Die Tränen nehmen dir die Sicht. Langsam verschwimmt die Autobahn vor deinen Augen. Traurig bist du. Wolltest mich ja nicht verletzen. Immer wieder sagst du das. Deine Stimme bricht. Stumm blickst du zu mir auf den Beifahrersitz. Greifst nach meiner Hand. Ich ziehe sie weg. Ich muss an Walter Disney denken, an Kommunisten und daran, dass ich aus Solidarität mit jenen vielleicht mal die langjährige Beziehung mit Walter beenden sollte. Überhaupt, dass ich glaubte, dass du mein Märchenprinz seist… Pustekuchen. Die Schmetterlinge in meinem Magen taumeln wie angeschossen zu Boden. Ich setze an, visiere und treffe. Du hältst an. Holst in der Tankstelle neben Zigaretten zerdatschte Croissants und erklärst mir, dass du nicht essen könntest, so schlecht ginge es dir wegen der Sache, aber vielleicht möge ich ja, schließlich verlören wir gerade so viel Salz… Vor meinem inneren Auge treibt Alice auf einer Seerose im Tränensee und ich geselle mich zu ihr. Ob ich etwas von ihren Keksen haben möge? Nein, sonst sprenge ich das Auto, antworte ich ihr. Sie verzieht das Gesicht, nimmt einen Bissen und erklärt mir beim wachsen, dass ich ihn doch nun wirklich nicht mehr zu schützen brauche, den Affen. Ich falle von unserer gemeinsamen Seerose und Alice schwimmt von dannen.

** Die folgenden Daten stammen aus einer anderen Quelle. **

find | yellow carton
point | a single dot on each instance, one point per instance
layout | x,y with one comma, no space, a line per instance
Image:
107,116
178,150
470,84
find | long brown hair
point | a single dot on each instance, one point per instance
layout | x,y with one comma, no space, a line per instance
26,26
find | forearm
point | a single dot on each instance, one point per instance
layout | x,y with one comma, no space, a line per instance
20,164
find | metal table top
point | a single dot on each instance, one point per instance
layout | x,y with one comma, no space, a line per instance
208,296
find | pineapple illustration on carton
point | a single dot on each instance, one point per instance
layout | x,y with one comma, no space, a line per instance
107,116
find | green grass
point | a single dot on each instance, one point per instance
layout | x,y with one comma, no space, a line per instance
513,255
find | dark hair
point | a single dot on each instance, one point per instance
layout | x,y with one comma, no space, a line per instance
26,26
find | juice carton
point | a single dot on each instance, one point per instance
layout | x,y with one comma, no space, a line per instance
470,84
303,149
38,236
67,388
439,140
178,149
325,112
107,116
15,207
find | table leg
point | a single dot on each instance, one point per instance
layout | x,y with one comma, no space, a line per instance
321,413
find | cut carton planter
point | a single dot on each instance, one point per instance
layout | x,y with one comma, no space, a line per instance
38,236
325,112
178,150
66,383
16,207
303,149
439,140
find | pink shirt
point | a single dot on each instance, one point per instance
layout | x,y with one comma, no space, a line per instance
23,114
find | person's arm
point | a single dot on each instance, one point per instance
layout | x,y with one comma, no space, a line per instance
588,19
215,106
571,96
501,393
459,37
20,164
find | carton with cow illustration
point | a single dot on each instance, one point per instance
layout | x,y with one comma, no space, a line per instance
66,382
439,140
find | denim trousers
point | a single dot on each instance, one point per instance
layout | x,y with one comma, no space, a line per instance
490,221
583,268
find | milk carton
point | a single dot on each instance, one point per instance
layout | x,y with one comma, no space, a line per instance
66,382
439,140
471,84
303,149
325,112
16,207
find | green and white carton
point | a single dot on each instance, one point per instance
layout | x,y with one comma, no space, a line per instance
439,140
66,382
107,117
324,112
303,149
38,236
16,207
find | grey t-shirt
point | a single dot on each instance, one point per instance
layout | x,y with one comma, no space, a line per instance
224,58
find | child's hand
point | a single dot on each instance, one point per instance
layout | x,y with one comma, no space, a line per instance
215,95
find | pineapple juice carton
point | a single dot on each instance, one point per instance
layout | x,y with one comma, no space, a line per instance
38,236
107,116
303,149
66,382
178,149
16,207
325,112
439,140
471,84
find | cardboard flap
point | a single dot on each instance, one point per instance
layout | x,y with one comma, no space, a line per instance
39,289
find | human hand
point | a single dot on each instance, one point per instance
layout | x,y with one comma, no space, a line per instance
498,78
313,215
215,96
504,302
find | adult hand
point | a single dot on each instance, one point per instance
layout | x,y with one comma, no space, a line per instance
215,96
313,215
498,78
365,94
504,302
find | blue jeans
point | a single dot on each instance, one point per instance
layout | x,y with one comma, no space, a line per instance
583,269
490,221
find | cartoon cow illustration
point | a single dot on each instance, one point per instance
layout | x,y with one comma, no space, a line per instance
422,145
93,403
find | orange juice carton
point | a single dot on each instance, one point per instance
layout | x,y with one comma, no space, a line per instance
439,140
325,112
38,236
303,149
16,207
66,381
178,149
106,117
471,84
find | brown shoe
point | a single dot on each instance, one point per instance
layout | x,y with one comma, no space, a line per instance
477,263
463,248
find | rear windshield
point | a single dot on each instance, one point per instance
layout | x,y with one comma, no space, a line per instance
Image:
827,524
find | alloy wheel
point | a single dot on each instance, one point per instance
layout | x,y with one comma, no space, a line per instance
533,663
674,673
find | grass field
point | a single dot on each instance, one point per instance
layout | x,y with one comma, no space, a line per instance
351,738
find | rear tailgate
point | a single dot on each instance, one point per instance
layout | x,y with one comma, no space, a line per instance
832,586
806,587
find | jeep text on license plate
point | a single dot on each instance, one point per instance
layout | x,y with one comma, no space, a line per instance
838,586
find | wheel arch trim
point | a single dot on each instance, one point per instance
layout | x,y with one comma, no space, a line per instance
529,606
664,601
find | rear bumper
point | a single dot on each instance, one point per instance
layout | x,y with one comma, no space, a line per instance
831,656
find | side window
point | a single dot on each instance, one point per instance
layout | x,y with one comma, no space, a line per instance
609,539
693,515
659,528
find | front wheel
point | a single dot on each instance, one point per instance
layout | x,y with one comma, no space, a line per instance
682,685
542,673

Du hältst an einem Parkplatz. Wir sollten nochmal reden, meinst du. Ich steige mit wackligen Knien aus. Einen vor den anderen setzen. Einen Fuß vor den anderen, denke ich. Was ich unseren Freunden erzählen wollen würde, fragst du mich? Ich fühle mich wie bei einem Duell im wilden Westen und du hast definitiv zuerst aus der Hüfte geschossen. Ich taumle. Gehe einen Schritt rückwärts. Sagen? Ich? Ich weiß genau, dass ich zu Hause erstmal mit niemandem sprechen kann. Dass ich mir lieber die Zunge abbisse, als zu erklären, dass er mich verließ, weil er doch eine andere liebe und schließlich nicht mich. Sie ließe ihn nicht los. Nein, es tue ihm leid, dass er, wenn er nachts ihr Zimmer verließ, mich anrief und dann zu mir kam. Wieder taumle ich. Der zweite Schuss. Ob ich das vielleicht für mich behalten könne, das würde ja schließlich nicht jeder verstehen und nicht, dass man ihn verurteile. Dafür doch nicht. Ich nicke sacht. Die Beine knicken mir nach vorne ein. Die Knie kommen zuerst auf den weißen Kies auf. Macht nichts. Sind schon zwei Löcher in der Hose. Du eilst mir entgegen, hilfst mir auf, stützt mich und bringst mich zurück zum Auto. Ob das klar sei, fragst du mich. Ich nicke und lasse mich auf den Beifahrersitz gleiten. Die Tür knallt mir gegen das blutende Knie. Du setzt dich wieder neben mich, lenkst deinen grünen Polo elegant vom Parkplatz und lächelst entspannt. Hat sie es also kapiert. Du zündest dir eine Zigarette an, bietest mir auch eine an, ich schüttele den Kopf, in dem es zu wackeln scheint, du kurbelst das Fenster nach unten und legst den linken Arm entspannt angewinkelt nach außen. Du blickst auf die Straße. Wir schweigen. Nein, das ist kein angenehmes, einvernehmliches Schweigen. Unser Schweigen brennt in der Luft und versenkt uns die Augenbrauen. Dass ich ja nun nicht immer der strahlende Sonnenschein sei, würde dich ja schließlich stören, hattest du zu mir gesagt. Das Lächeln war mir in den oberen Wangenknochen gefroren. Mein Blick wurde leer und starr. Die Fäuste ballten sich in den Taschen meiner Jacke, sodass die Knöchel weiß wurden. Was hatte ich dir getan? Mit welchem Recht? Ich sehe die Autobahn kaum mehr vor lauter Tränen. Die vertikalen Streifen der Balken werden zur Horizontalen. Grün, weiß, schwarz, grün, weiß, schwarz…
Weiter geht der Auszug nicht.